While halfway through the obligatory training course that followed, Steve was approached by a Shell regional manager asking for help. “He wanted me to take on a closed site in Bolton where the retailer had failed the course. I was reassured that I was scoring highly and would pass the course no problem. His words were ‘this is where your future is going to be’. I saw this as Shell rewarding me for having helped out by turning round badly run sites. I discussed it with my family and went for it.
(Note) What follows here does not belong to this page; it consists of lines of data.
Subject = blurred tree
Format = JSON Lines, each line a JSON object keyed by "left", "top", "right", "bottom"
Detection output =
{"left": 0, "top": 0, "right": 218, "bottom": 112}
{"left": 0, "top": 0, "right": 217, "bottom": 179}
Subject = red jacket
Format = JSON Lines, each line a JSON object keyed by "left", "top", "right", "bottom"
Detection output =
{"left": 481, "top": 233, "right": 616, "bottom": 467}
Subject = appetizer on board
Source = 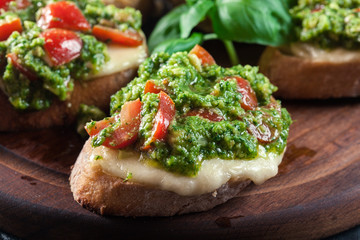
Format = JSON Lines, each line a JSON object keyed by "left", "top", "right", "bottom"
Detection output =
{"left": 0, "top": 0, "right": 147, "bottom": 131}
{"left": 70, "top": 45, "right": 292, "bottom": 217}
{"left": 259, "top": 0, "right": 360, "bottom": 99}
The figures Shell gave me suggested I was going to make a lot of money, so I didn’t need the other sites.”
However, what he didn’t know, and would find out to his cost later, was that the figures were flawed. “I was told that in the first year the site would do 3.2 million litres and shop sales would increase 75 per cent to £3,500 a week. Plus we would have substantial car washing. In reality the volume struggled to get to two million and the shop hovered at around £2,300. And I had no car wash for six months.”
Steve soon got into trouble. The projected £40,000 profit turned into a £40,000 loss. He spoke to anyone and everyone at Shell about the problems, but he felt there had been a culture change with the introduction of Share and everyone’s hands were tied. However, his previous good experiences with the Shell personnel meant he had no reason not to trust their judgement, and in December 1991 he made the costly mistake of accepting reassurances that things would get better – and he continued. But so did the problems. His last day of trading was April 5, 1991. He had spent £30,000 on the franchise, and his overdraft was running at £115,000. He went into voluntary liquidation.
“I felt angry and frustated. I was 35 and on the scrapheap,” says Steve. After some unsuccessful attempts at finding a fulfilling job, he went on the dole while he pondered his next move. Then a friend gave him a photocopy of a famous case – Esso versus Mardon – which was a classic case of misrepresentation. It took him 12 years, but the retailer won...
“In July 1992 we issued a writ against Shell. It was swatted away but we fought on. Delaying tactics by Shell meant it took us until November 1999 to get into court. We had to prove that the figures Shell had provided for the site had been produced recklessly.
“We had a two-day hearing at a high court in London, where Shell had brought five or six witnesses, a forensic accountant, a barrister, solicitors – everybody. For the first day and a half, I gave my evidence and was cross-examined. After the recess for lunch on day two it was Shell’s turn... the company offered no evidence. The judge was absolutely horrified. Dragging it out for all those years had just been a tactic to make us give up and run out of money. On top of that there was an attempt to settle the case just as it was about to start in court. The words were: ‘We’ve offered £50,000, I suggest you take it because you’re going to lose.’ It was like a bombshell. I told the barrister to carry on and throw everything at it.”
The judgement against Shell was fraudulent misrepresentation. But sadly that wasn’t the end of the story. “Shell had been crafty in asking for a split trial – the first to decide liability and the second to decide quantum for damages,” says Steve. “It took another 12 months to get to court. The judge reserved judgement because he was utterly confused. He came up with the scenario that because I carried on after December 1991 I had acted recklessly and failed to mitigate my losses. That meant the losses after that point were excluded from the award. On a claim worth £300,000 I was awarded £40,000. And because Shell had paid an amount – £75,000 – into court years earlier which exceeded my award, I got nothing.” Ironically for Steve the remaining Shell Share operators were later given generous compensation and the scheme brought to an end.
His advice? “Don’t sign any deal with a major oil company. They’ve got very deep pockets, and they always want to win. It doesn’t matter whether they are right or not.”